Oremus Online NRSV Old Testament Text
This is a climactic moment in the story o f Jacob. He comes to terms with his brother Esau. A virtual army of men is on its way. Jacob is afraid and pleads to God,
"O God of my father Abraham and God of my father Isaac, O Lord who said to me, ‘Return to your country and to your kindred, and I will do you good,’ I am not worthy of the least of all the steadfast love and all the faithfulness that you have shown to your servant, for with only my staff I crossed this Jordan; and now I have become two companies. Deliver me, please, from the hand of my brother, from the hand of Esau, for I am afraid of him; he may come and kill us all, the mothers with the children. Yet you have said, ‘I will surely do you good, and make your offspring as the sand of the sea, which cannot be counted because of their number.’"

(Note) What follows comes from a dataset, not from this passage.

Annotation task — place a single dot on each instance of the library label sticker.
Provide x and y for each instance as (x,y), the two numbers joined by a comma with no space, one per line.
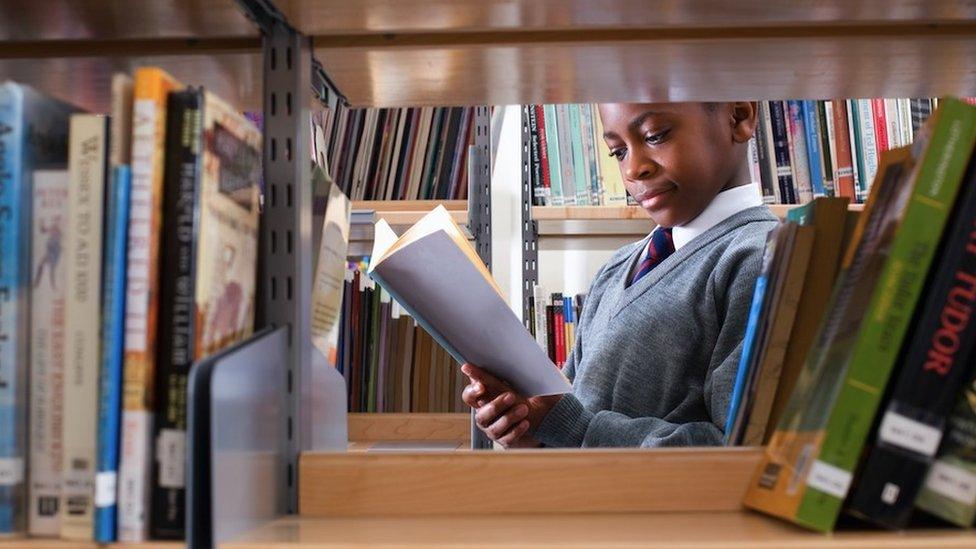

Jacob then sends an offering of great value to his brother hoping that he will accept him.
Then he lays down to sleep. This is the great theophany in which God comes down and wrestles with Jacob until daybreak.
"a man wrestled with him until daybreak. When the man saw that he did not prevail against Jacob, he struck him on the hip socket; and Jacob’s hip was put out of joint as he wrestled with him."
Not unlike his birth and how he held on to Esau's ankle, Jacob would not let go of the angel/God/man until he was blessed. Jacob was a man of tenacity! God then gives Jacob a new name, "You shall no longer be called Jacob, but Israel, for you have striven with God and with humans, and have prevailed.” Jacob gives the place a name, and then is freed and continues his journey.
In this story we see the reconciliation of brothers. We also see the blessing not simply of Isaac but that God's blessing itself rests upon Jacob. Abraham's line continues. It is an origin story of a kind where in we now understand from whence comes the people's name and how they are deeply connected from the age of the Temple to the patriarchs and matriarchs.
We do well to remember that these cultic stories, passed down, were eventually pulled together through a series of editors and scribes working to unite the traditions of Israel at the time of David and Solomon.